Circuit breaker technology has been a continuing story of an evolving technology taking advantage of improvements in materials science, combining established technologies and blending new concepts into designs. Insulation medium has progressed from water and mineral oil to compressed air, vacuum and several inert gases. Manufacturers have experimented with new contact materials and various configurations to allow the breaker’s contacts to handle the arc produced during switching more efficiently.

They also have added several accessories like pre-insertion resistors and grading capacitors to improve transient disturbances caused by switching. This happens because circuit breakers open and close in a totally random fashion. What if breaker operation could take place at exactly current zero for opening and voltage zero for closing? That would really be arc management at its best with smart technology. Well, that option has been available for several years now and is gaining in popularity as awareness increases. It is called synchronized switching and requires a circuit breaker with independent pole operation (IPO) capability.

Controlled switching is made possible by combining some smart grid technology with IPO. The smart grid technology controls the IPO with a dedicated intelligent electronic device (IED) in the breaker’s control system. It is called point-on-wave switching. The IED receives the close or trip command and delays the operation of the breaker by a few milliseconds, so the breaker can operate at a specific point on the ac sine wave. This reduces transients, improves the breaker’s operational characteristics and decreases the maintenance needed to keep it operational.

Inspiration, Motivation, Innovation

Since those early pioneers first asked the question of how to turn off power, an enormous amount of money and uncountable labor hours have been spent on improving breaker technology, and the industry has improved. Arc management continues to be of major importance. This steady technological push forward has enhanced the role of the power circuit breaker. Amazingly, the basic circuit breaker device Page conceived in 1836 is now almost 200 years old and continues to be the focus of improvement. It is becoming intelligent, as well. Digital technology is being applied to improve the prime directive of arc-management applications.

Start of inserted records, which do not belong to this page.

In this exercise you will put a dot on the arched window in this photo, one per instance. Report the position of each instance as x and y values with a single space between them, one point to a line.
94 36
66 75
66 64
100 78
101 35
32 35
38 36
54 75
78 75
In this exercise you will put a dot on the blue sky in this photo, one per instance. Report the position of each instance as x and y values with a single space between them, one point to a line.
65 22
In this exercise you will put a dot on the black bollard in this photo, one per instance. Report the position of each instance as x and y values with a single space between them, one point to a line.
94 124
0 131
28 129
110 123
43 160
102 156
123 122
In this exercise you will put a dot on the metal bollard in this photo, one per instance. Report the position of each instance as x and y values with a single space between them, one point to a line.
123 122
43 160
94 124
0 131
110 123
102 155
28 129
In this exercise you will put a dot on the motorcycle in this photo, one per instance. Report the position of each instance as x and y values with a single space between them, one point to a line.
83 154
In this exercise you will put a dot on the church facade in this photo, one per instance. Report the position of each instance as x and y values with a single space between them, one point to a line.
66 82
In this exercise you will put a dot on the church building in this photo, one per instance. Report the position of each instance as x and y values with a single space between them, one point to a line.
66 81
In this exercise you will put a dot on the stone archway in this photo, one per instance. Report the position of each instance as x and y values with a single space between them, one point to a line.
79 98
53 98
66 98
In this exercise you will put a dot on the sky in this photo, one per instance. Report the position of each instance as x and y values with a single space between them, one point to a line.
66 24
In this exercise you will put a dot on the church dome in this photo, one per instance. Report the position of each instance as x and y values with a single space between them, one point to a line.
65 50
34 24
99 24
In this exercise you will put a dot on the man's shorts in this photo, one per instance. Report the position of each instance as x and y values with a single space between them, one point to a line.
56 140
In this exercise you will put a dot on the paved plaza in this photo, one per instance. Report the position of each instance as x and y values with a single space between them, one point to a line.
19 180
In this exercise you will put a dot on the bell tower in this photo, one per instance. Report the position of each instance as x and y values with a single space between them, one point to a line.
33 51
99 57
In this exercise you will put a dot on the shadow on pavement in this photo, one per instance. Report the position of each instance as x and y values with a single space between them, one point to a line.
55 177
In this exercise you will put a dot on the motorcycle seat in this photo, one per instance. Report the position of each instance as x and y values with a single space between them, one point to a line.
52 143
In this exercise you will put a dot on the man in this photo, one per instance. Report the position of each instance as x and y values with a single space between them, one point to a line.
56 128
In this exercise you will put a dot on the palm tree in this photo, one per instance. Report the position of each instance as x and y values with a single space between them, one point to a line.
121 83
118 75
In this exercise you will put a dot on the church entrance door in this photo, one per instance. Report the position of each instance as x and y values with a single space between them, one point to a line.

All of this R&D effort has resulted in circuit breaker technologies that can be applied to every aspect of the grid. The breaker installed in the power plant has to be able to handle the full power of the generator. The transmission breaker must deal with voltages over 1200 kV, and distribution breakers are subjected to high current levels at moderate voltages. As long as laboratories continue to produce new materials, engineers will continue to find new ways to use them.

Sidebar: Circuit Breaker Testing

We have come a long way in a short time. When the industry started, there weren’t any sophisticated high-voltage labs to test devices. Engineers had to be creative to get the job done. This first-person report was found in ABB’s historical archives:

“In the beginning, testing of circuit breakers could only be done in existing power stations or in connection with the delivery testing of new generators. One such test was performed in October 1909 in Vasteras, Sweden. When the generator was short-circuited at
8 kV the following happened:

The oil breaker automatically released after one-fifth of a second. The generator vibrated obviously at the bearings and emitted a dull sound about like someone knocking at an iron pipe. The arc inside the oil circuit breaker caused a quite violent explosion, in that about 10 to 20 liters of oil was blown out through the openings in the bottom plate of the circuit breaker.

Despite the dramatic explosion, the circuit breaker had managed to interrupt the current, and the testing of the generator could continue.”